Lecturas: Adentro tampoco hay luz

Repliegue voluntario y vital

Por Verónica Abdala

La placidez del entorno rural sirve de marco a un relato cómico y por momentos brutal, que desenmascara la tensión y el absurdo de una convivencia entre mujeres. La protagonista y narradora de Adentro tampoco hay luz es una nena que, en el filo de la pubertad, ha quedado al cuidado de su abuela, controladora y, por momentos, tiránica, durante una temporada de verano que se volverá larga e incómoda como una siesta atestada de insectos.

Las otras habitantes de esa casa de campo que la abuela gobierna con mano firme son la prima de la nena, una adolescente que explora la atracción que empieza a ejercer sobre los hombres (con el riesgo consiguiente de embarazo), y la madre de la protagonista, una mujer separada que ha salido en busca de aventuras y volverá, promediando el relato, acompañada por un novio hippie que no come carne ni habla, practica la meditación y se siente atraído sexualmente por la exuberancia de la prima.

Ese universo onírico e inquietante, en que los hombres son más bien sinónimo de ausencia y estas mujeres sin nombre quedan expuestas como bajo una lente de aumento, sirve a la autora para explorar en la ficción la belleza de la fuga: una tentación salvaje y corporal.

Aunque ninguno de sus personajes tenga claro adónde ir, el lector percibe que todas ellas quisieran escapar de ese encierro a cielo abierto en que se ha convertido el campito donde conviven: un lugar en que el tiempo se mide en cosechas frutales (“Temporada de moras”, “de frutillas”, “de pomelos”) aunque el futuro se ha desdibujado. Deberán, en cambio, lidiar con lo que son.

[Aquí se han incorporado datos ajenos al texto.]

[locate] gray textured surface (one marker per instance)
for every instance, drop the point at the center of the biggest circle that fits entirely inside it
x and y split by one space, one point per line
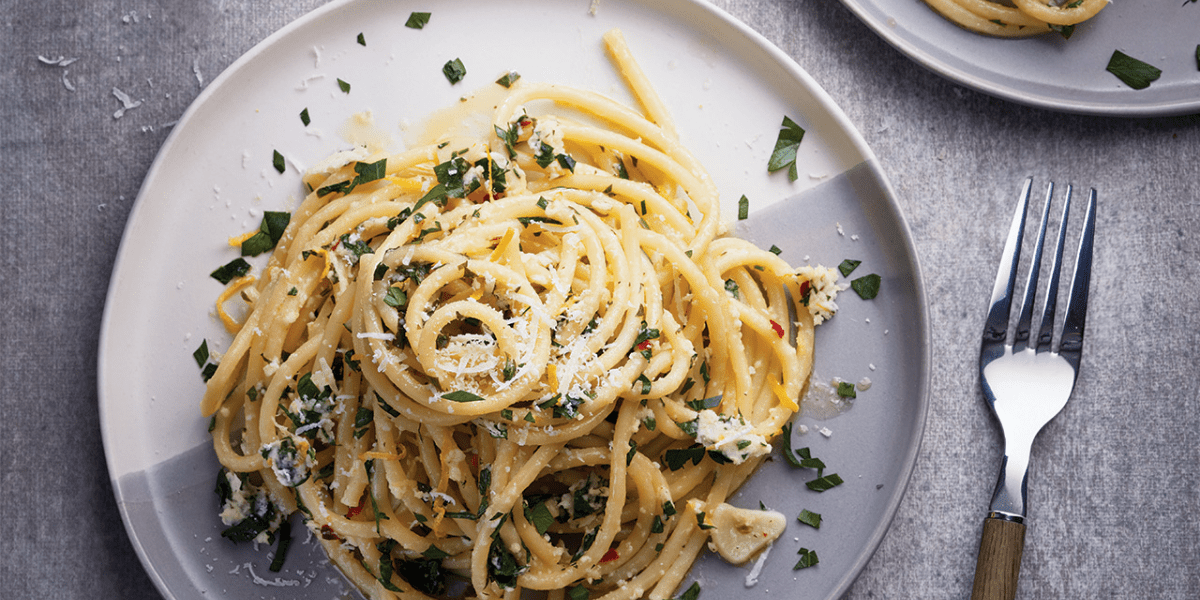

La prima hace escapadas al pueblo (“parece un fantasma pero es tan hermosa que no le da miedo a nadie; los vecinos pasan en sus motos, le tocan bocina y chiflan como cigarras en celo”) mientras que la abuela, entre sofocones de calor, persevera furiosa en la rutina del maltrato y promete a su nieta menor que le dejará como herencia la casa si la maquilla linda cuando muera. La madre, por su parte, llora, ante la evidencia de la soledad y planifica convertir el lote en un spa improvisado, en el que un pozo barroso sirva de jacuzzi a las vecinas mayores.

Pero hasta su propia madre la reprende: “Estas viejas son las típicas que comen mondongo y eructan caviar. Andá a taparme ese pozo y dejate de pelotudeces, nena”. La protagonista no quiere parecerse a ninguna de estas mujeres a las que escudriña sin pudor. “Si voy a ser como ellas prefiero morir desangrada”, piensa la primera vez que menstrúa. Encontrará respiro en un repliegue, voluntario y vital, que la llevará a entablar vínculos con unos animales que adopta: primero una chancha, inteligente a sus ojos; luego un lagarto, al que cree “un animal perfecto”. La naturaleza es su refugio y bajo su mirada –fresca y maliciosa– el entorno se volverá novedoso y sensual: su óptica es la del descubrimiento.

Con un estilo directo, que escapa a las trampas del lugar común y trata a las palabras como gemas, Sucari demuestra un extraordinario dominio narrativo. La comicidad es para ella un recurso que le permite burlar cualquier rasgo de solemnidad y desnudar a sus criaturas sin complejos, incluso en sus facetas más escabrosas.